Sementara itu, Pendidikan Kewarganegaraan untuk tingkat pendidikan lanjutan
pertama dan tingkat atas dapat dilihat dalam tabel berikut:
Untuk sekolah lanjutan tingkat pertama dan atas, bahan kajian atau mata
pelajaran Pendidikan Kewarganegaraan digunakan istilah “Social studies, living
experiences and moral education”. Kedudukan dalam program pendidikan
bersifat wajib yang dikemas sebagai materi inti yang terintegrasi atau secara
berdiri sendiri. Beban belajar perminggu adalah: tingkat lanjutan pertama: 175 x
45 menit per tahun untuk tingkat 7 dan 8, dan 140 x 50 menit per tahun untuk
tingkat 9. Sedangkan untuk tingkat atas adalah 140 x 50 menit per tahun.
Kurikulum dan Bahan Belajar
Dalam uraian Otsu (1998:) Pendidikan Kewarganegaraan dalam sekolah dasar
diimplementasikan sebagai “life and environmental studies” pada tingkat 1-2,
dan “social studies” pada tingkat 3-6 untuk tiga jam pelajaran (1 jam pelajaran
= 45 menit) per minggu. Di sekolah menengah, studi sosial terdiri atas tiga
mata pelajaran, Geografi (4 jam per minggu pada tingkat 1 dan 2, 1 jam = 50
menit), Sejarah (dengan proporsi yang sama dengan geografi),
dan Kewarganegaraan (2-3 jam per minggu pada tingkat 3).
Isi (kurikulum) Kewarganegaraan pada sekolah menengah terdiri atas:
1. contemporary social life (Kehidupan sosial kontemporer)
2. Improvement of national life and economy (Perbaikan kehidupan nasional dan
ekonomi)
3. democratic government and international community (Pemerintahan
demokratis dan masyarakat internasional)
(Otsu, 1998:54)
Pada sekolah menengah, para siswa belajar Kewarganegaraan pada tahun
terakhir, pelajaran Kewarganegaraan tingkat tiga cenderung diarahkan sebagai
pusat pengetahuan dan ditekankan terhadap hapalan (memorization), karena
banyak siswa dan guru berkonsentrasi untuk ujian masuk ke tingkat sekolah
menengah atas.
Kurikulum sekolah menengah atas terdiri atas bidang mata pelajaran dan sub
mata pelajaran yang spesifik.
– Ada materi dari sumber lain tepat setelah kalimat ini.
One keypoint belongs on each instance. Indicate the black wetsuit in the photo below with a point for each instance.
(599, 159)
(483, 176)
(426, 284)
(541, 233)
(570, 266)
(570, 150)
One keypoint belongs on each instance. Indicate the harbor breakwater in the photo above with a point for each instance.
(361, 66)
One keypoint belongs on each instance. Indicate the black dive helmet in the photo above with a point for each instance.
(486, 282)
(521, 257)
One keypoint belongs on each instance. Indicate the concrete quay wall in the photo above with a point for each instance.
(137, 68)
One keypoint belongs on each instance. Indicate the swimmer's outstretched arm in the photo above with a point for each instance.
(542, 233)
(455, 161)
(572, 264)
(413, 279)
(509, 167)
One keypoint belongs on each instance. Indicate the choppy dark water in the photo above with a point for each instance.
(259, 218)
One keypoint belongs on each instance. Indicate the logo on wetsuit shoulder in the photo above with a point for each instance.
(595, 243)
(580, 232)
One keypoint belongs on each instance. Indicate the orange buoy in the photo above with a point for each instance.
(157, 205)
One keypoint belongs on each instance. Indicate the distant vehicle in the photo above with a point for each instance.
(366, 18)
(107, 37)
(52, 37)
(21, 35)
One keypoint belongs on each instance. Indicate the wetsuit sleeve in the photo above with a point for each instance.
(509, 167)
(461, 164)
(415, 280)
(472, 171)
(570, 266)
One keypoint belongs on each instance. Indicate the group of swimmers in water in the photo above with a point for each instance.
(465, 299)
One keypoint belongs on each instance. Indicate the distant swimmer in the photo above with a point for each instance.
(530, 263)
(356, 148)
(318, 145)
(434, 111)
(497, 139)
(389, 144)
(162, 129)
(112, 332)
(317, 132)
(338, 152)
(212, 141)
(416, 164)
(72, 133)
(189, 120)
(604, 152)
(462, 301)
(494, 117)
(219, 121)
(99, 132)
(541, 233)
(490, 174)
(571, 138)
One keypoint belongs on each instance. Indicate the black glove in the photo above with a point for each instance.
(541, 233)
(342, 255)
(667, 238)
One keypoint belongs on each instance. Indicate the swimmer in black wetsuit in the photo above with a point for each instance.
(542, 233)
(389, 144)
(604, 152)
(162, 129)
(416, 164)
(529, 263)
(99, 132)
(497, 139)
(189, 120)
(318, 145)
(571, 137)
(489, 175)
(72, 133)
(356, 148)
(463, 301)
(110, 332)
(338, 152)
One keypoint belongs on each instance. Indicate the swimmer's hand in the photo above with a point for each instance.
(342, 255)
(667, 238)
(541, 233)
Para siswa diharuskan mengambil empat kredit
dari mata pelajaran Kewarganegaraan yang terdiri atas: masyarakat
kontemporer (4 jam, 1 jam = 50 menit), etika (2 jam), dan politik/ekonomi (2
jam).
Isi dari kajian tentang masyarakat kontemporer adalah sebagai berikut:
1. the individual and culture in contemporary society (individu dan budaya
dalam masyarakat kontemporer)
2. environment and human life (lingkungan dan kehidupan manusia)
3. contemporary politics and economy and the individual (politik dan ekonomi
kontemporer dan individual)
4. international community and global issues (organisasi internasional dan isu-
isu global)
(Otsu, 1998:54)
Dalam kajian tentang masyarakat kontemporer, berbagai inovasi pembelajaran
telah dihasilkan. Untuk mengembangkan keterampilan dan sikap pembelajar
seperti pengetahuan, beberapa guru menciptakan inovasi pembelajaran dengan
mengambil isu-isu kontemporer dengan menggunakan pendekatan yang
komprehensif dan aktifitas yang bervariasi, seperti diskusi, games dan simulasi.
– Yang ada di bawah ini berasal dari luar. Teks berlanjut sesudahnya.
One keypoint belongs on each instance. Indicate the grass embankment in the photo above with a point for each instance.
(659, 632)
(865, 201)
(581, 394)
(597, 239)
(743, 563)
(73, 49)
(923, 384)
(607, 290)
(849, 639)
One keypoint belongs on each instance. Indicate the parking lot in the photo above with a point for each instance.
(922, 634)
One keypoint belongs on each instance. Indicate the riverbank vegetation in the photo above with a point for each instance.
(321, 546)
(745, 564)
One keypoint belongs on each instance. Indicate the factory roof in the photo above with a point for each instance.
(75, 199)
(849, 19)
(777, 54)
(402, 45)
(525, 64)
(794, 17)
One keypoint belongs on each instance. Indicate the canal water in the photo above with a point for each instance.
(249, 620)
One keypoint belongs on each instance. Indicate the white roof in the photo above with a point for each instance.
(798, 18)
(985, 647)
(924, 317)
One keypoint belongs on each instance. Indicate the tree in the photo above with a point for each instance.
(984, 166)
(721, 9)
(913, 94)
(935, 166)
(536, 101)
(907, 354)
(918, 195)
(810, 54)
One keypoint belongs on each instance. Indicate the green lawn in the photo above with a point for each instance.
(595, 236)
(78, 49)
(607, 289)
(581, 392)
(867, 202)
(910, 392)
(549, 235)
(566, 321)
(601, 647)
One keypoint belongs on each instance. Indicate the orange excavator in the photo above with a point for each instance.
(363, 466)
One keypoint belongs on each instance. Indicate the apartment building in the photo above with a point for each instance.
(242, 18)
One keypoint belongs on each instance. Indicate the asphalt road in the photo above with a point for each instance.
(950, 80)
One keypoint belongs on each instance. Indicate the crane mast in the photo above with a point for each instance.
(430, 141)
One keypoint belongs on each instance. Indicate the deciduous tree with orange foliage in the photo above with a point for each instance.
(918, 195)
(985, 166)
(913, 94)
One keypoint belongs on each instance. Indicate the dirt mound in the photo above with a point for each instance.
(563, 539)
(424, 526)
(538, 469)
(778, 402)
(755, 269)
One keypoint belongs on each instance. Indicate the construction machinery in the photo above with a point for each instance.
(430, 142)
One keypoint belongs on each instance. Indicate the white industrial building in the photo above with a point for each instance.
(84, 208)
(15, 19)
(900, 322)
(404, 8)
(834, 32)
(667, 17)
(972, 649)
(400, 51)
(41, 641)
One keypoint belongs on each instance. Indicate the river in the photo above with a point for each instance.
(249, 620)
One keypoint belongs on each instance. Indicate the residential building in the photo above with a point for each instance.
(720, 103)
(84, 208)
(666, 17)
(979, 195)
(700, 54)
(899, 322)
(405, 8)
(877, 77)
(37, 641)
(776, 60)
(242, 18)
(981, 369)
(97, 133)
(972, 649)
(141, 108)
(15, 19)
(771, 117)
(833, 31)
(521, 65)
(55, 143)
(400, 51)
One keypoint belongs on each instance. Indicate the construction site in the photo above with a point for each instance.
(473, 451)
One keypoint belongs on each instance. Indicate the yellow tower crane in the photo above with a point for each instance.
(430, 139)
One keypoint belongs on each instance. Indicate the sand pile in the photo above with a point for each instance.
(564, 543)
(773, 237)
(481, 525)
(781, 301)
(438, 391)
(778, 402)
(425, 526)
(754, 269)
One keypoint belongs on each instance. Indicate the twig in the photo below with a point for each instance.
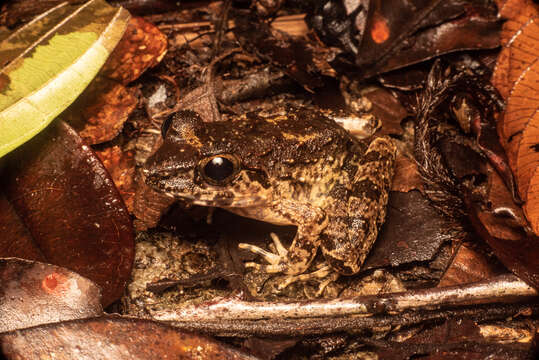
(326, 316)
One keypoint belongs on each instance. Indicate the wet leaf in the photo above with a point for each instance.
(112, 338)
(49, 63)
(65, 199)
(33, 293)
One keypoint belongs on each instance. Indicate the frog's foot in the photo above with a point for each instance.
(324, 272)
(277, 261)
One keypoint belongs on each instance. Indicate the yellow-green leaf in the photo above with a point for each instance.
(47, 63)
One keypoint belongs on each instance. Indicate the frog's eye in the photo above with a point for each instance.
(165, 125)
(219, 169)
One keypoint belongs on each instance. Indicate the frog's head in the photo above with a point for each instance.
(204, 163)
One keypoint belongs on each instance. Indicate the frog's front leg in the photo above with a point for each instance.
(310, 221)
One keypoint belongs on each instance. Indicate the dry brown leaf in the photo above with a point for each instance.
(531, 208)
(517, 78)
(99, 113)
(121, 167)
(517, 47)
(468, 266)
(528, 154)
(142, 47)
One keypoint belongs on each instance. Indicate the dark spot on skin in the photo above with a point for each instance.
(366, 189)
(259, 177)
(371, 156)
(338, 191)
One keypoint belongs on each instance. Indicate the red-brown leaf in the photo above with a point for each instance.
(66, 200)
(33, 293)
(112, 338)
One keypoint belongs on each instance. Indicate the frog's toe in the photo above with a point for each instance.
(277, 261)
(321, 273)
(271, 258)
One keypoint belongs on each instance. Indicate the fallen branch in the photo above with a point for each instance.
(232, 317)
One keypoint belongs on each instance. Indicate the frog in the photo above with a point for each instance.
(289, 166)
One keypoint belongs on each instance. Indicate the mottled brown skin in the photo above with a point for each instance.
(294, 166)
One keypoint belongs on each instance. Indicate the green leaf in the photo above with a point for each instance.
(47, 63)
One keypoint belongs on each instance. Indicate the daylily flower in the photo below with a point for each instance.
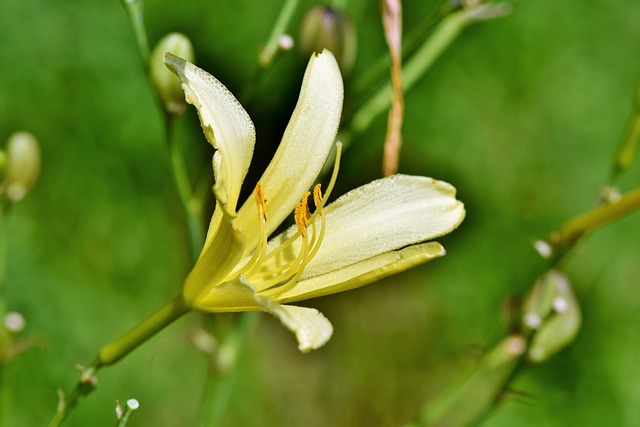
(369, 233)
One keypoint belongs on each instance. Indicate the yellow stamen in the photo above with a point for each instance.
(283, 270)
(261, 248)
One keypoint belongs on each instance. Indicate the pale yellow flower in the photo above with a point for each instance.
(369, 233)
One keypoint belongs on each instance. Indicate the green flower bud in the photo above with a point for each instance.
(562, 324)
(22, 166)
(167, 84)
(324, 27)
(537, 304)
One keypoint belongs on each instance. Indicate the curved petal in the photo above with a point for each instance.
(226, 125)
(382, 216)
(362, 273)
(305, 145)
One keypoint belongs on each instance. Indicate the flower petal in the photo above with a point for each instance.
(312, 329)
(360, 274)
(226, 125)
(382, 216)
(305, 145)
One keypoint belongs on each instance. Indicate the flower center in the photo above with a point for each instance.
(273, 269)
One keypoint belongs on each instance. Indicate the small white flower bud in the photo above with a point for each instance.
(22, 166)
Meskipun studi sosial dalam sekolah menengah atas dicitrakan sebagai
pelajaran hapalan dalam waktu yang lama, namun studi tentang masyarakat
kontemporer telah mengubah citra (image) studi sosial sampai taraf tertentu.
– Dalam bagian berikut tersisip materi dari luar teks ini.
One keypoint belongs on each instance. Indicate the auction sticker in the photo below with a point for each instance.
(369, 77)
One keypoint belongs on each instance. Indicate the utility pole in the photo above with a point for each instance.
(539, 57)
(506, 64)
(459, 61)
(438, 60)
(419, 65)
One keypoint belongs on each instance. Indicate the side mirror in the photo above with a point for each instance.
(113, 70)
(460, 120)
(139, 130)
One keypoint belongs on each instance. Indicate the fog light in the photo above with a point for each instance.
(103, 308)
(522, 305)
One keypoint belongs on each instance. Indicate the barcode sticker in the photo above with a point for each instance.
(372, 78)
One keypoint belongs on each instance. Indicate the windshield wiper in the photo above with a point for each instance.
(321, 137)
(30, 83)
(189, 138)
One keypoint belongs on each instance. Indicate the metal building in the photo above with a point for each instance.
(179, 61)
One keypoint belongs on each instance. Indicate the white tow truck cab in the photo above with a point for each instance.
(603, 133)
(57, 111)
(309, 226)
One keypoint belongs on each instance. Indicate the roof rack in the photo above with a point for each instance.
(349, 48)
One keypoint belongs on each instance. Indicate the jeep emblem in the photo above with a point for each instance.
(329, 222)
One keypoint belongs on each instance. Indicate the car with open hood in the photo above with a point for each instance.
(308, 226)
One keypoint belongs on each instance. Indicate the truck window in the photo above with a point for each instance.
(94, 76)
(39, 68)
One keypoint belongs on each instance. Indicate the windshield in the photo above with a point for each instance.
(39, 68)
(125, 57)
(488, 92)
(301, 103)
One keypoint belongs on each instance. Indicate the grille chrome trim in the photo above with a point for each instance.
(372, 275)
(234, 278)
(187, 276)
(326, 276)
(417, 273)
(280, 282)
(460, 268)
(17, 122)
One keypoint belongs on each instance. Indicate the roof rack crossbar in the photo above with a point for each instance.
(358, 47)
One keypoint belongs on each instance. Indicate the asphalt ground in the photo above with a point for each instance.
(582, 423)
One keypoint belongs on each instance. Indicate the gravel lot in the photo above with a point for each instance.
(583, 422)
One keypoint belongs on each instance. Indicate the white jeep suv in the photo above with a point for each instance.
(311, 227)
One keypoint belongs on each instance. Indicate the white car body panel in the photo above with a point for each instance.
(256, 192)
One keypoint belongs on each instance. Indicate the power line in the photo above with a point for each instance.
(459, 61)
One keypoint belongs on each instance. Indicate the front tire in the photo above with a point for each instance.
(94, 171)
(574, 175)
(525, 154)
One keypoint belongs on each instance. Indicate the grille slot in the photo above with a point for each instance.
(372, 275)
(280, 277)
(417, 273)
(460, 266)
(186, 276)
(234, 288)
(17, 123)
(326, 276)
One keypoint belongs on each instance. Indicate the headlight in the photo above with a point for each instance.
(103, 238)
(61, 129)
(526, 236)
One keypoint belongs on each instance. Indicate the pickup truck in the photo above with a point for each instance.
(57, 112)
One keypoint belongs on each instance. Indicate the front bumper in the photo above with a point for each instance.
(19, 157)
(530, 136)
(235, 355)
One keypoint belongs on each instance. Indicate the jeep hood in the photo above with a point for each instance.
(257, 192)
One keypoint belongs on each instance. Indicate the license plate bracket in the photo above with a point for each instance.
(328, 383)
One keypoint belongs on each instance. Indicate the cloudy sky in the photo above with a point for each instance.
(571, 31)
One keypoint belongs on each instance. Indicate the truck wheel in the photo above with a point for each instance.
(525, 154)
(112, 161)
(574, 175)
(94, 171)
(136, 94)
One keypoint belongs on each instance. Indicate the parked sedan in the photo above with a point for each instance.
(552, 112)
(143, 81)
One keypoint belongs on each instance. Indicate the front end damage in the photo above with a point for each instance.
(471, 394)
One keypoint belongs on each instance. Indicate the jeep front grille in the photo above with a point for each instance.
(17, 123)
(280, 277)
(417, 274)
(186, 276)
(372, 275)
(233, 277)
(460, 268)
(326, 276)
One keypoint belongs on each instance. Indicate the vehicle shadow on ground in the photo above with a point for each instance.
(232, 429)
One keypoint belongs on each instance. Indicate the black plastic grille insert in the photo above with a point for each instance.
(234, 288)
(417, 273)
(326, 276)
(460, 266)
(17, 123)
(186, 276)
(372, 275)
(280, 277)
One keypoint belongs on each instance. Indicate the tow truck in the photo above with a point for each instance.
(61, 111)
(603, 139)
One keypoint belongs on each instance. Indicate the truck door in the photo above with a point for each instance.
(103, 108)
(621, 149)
Pembelajaran kreatif pada masyarakat kontemporer dipublikasikan dan memiliki
pengaruh yang mendukung guru-guru lintas bangsa.
Kajian tentang etika dan politik/ekonomi merupakan kajian penting untuk
Pendidikan Kewarganegaraan. Tetapi mata pelajaran ini cenderung berfokus
pada pengajaran tentang struktur dan metode setiap disiplin ilmu-ilmu sosial.
Sejak kajian masyarakat kontemporer diubah dari pelajaran wajib menjadi satu
pilihan, Pendidikan Kewarganegaraan secara umum telah mengakhiri
kehilangan statusnya. Hal ini berarti, pada saat yang sama Pendidikan
Kewaranegaraan di sekolah menengah pertama dan sekolah menengah atas
menjadi hal penting bagi setiap siswa yang akan menjadi pemilih dan bekerja
dalam masyarakat segera setelah kelulusan mereka.